Introduction

What is The New Yorker? I know it’s a great magazine and that it’s a tremendous source of pleasure in my life. But what exactly is it? This blog’s premise is that The New Yorker is a work of art, as worthy of comment and analysis as, say, Keats’s “Ode on a Grecian Urn.” Each week I review one or more aspects of the magazine’s latest issue. I suppose it’s possible to describe and analyze an entire issue, but I prefer to keep my reviews brief, and so I usually focus on just one or two pieces, to explore in each the signature style of its author. A piece by Nick Paumgarten is not like a piece by Jill Lepore, and neither is like a piece by Ian Frazier. One could not mistake Collins for Seabrook, or Bilger for Goldfield, or Mogelson for Kolbert. Each has found a style, and it is that style that I respond to as I read, and want to understand and describe.

Tuesday, April 19, 2016

Interesting Emendations: James Wood's "The Fun Stuff"


I’m curious why James Wood, when he collected his New Yorker pieces in The Fun Stuff (2012), rejected many of the magazine’s edits. For example, in The Fun Stuff’s “Lydia Davis,” commenting on the narrator in Davis’s “Glenn Gould,” Wood writes, “The woman speaks patiently, intelligently, with a slightly fraught lucidity, and it is only by accident, as it were, that one notices the absolute devastation of her sentences” (my emphasis). That “it is only by accident, as it were” is deleted from the New Yorker version, which reads, “The woman speaks patiently, intelligently, with a slightly fraught lucidity, and one does not immediately notice the absolute devastation of her sentences” (my emphasis). The New Yorker version is clearer and more concise. Why reject it in favor of a wordier version containing a parenthetic phrase (“as it were”) indicating that the preceding phrase  (“it is only by accident”) might not be formally accurate?  

Here’s another example.
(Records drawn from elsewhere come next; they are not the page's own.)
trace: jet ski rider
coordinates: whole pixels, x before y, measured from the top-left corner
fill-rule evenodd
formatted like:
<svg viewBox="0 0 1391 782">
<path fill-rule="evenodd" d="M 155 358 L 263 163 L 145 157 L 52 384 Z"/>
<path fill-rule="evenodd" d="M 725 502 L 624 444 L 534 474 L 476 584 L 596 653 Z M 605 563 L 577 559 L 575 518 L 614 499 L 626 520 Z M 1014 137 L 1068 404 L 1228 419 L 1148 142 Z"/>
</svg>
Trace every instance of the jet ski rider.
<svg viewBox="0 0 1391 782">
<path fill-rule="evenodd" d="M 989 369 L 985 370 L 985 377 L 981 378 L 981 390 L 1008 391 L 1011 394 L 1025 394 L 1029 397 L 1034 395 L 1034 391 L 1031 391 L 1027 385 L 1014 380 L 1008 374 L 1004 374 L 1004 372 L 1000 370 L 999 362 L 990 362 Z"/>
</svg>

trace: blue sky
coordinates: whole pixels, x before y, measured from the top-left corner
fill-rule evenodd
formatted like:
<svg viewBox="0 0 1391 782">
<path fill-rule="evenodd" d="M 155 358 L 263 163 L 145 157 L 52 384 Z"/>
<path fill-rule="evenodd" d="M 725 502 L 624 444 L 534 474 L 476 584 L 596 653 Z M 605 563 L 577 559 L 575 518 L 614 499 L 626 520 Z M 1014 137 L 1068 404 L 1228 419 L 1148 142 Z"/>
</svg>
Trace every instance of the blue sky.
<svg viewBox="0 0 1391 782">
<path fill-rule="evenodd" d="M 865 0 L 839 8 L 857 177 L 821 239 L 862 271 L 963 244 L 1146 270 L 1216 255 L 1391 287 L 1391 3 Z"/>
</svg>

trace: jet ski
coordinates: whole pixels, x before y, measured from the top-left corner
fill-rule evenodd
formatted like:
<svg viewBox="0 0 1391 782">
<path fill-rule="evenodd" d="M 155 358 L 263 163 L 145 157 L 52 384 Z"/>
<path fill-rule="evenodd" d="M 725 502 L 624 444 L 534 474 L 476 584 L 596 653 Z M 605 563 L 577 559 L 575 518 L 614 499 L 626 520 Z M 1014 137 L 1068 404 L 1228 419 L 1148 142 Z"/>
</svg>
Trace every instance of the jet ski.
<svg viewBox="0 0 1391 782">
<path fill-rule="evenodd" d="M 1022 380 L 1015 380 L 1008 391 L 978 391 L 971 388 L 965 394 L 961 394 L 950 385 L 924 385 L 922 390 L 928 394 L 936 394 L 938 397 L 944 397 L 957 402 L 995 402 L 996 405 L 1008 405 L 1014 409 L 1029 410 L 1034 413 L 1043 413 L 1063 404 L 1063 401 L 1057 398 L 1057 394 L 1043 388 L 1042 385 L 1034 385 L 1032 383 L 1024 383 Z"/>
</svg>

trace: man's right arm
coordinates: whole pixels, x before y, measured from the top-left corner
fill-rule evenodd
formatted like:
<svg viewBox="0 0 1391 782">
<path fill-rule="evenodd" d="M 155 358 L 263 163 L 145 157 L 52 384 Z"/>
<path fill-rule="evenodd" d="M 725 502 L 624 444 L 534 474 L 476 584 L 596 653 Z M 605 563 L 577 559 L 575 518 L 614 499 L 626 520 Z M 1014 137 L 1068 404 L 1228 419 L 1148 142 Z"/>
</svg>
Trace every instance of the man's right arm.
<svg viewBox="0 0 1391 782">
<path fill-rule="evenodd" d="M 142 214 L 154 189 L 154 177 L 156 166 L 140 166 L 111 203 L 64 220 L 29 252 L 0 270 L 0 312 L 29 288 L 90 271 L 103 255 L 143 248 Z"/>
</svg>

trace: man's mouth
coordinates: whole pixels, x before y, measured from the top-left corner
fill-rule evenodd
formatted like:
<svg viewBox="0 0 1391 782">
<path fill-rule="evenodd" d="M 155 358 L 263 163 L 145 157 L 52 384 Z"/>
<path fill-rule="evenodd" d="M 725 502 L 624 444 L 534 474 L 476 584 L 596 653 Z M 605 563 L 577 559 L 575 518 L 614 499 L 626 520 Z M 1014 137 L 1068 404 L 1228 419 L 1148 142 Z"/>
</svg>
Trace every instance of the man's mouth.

In The Fun Stuff’s “ ‘Reality Examined to the Point of Madness’: László Krasznahorkai,” Wood says of Krasznahorkai’s writing, “The prose has about it a kind of self-correcting shuffle, as if something were genuinely being worked out, and yet, painfully and humorously, the corrections never result in the correct answer” (my emphasis). In the New Yorker version, the superfluous “about it” is deleted and the “the” is dropped in favor of the more specific “these.” The sentence reads, “The prose has a kind of self-correcting shuffle, as if something were genuinely being worked out, and yet, painfully and humorously, these corrections never result in the correct answer” (emphasis added). This is a much cleaner, sharper version. Why revise it to add needless words?

Here’s one more example. In The Fun Stuff’s “Life’s White Machine: Ben Lerner,” Wood quotes a passage from Lerner’s Leaving the Atocha Station, and says, “Again, this is funny and wily, but beneath it runs dread, the dread of nullity” (my emphasis). In the New Yorker version, the first “dread” is deleted, shortening the sentence to “Again, this is funny and wily, but beneath it runs the dread of nullity.”

I could cite dozens of other Fun Stuff passages that restore cuts made by The New Yorker. A few of the revisions are substantive and deepen Wood’s analysis (e.g., the addition of “This antinarrative, this deliberate avoidance of the conventional grammar of ‘realism,’ this reaching for what cannot be disclosed or confessed in narrative” to the last paragraph of “Life’s White Machine: Ben Lerner”). But most of Wood’s Fun Stuff changes restore needless words that The New Yorker had rightly deleted.

Wood has a hairsbreadth sense of words. His rejection of the New Yorker edits when he assembled his Fun Stuff collection has to be taken as deliberate. Why reject changes that make his writing more concise? In his great "The Fun Stuff: Homage to Keith Moon," he defines the “ideal sentence” as “a long, passionate onrush, formally controlled and joyously messy, propulsive but digressively self-interrupted, attired but disheveled, careful and lawless, right and wrong.” Perhaps that explains his rejection of New Yorker editing. Concision isn't his governing aesthetic. He wants his sentences to be Keith Moon-like – “attired but disheveled, careful and lawless, right and wrong.”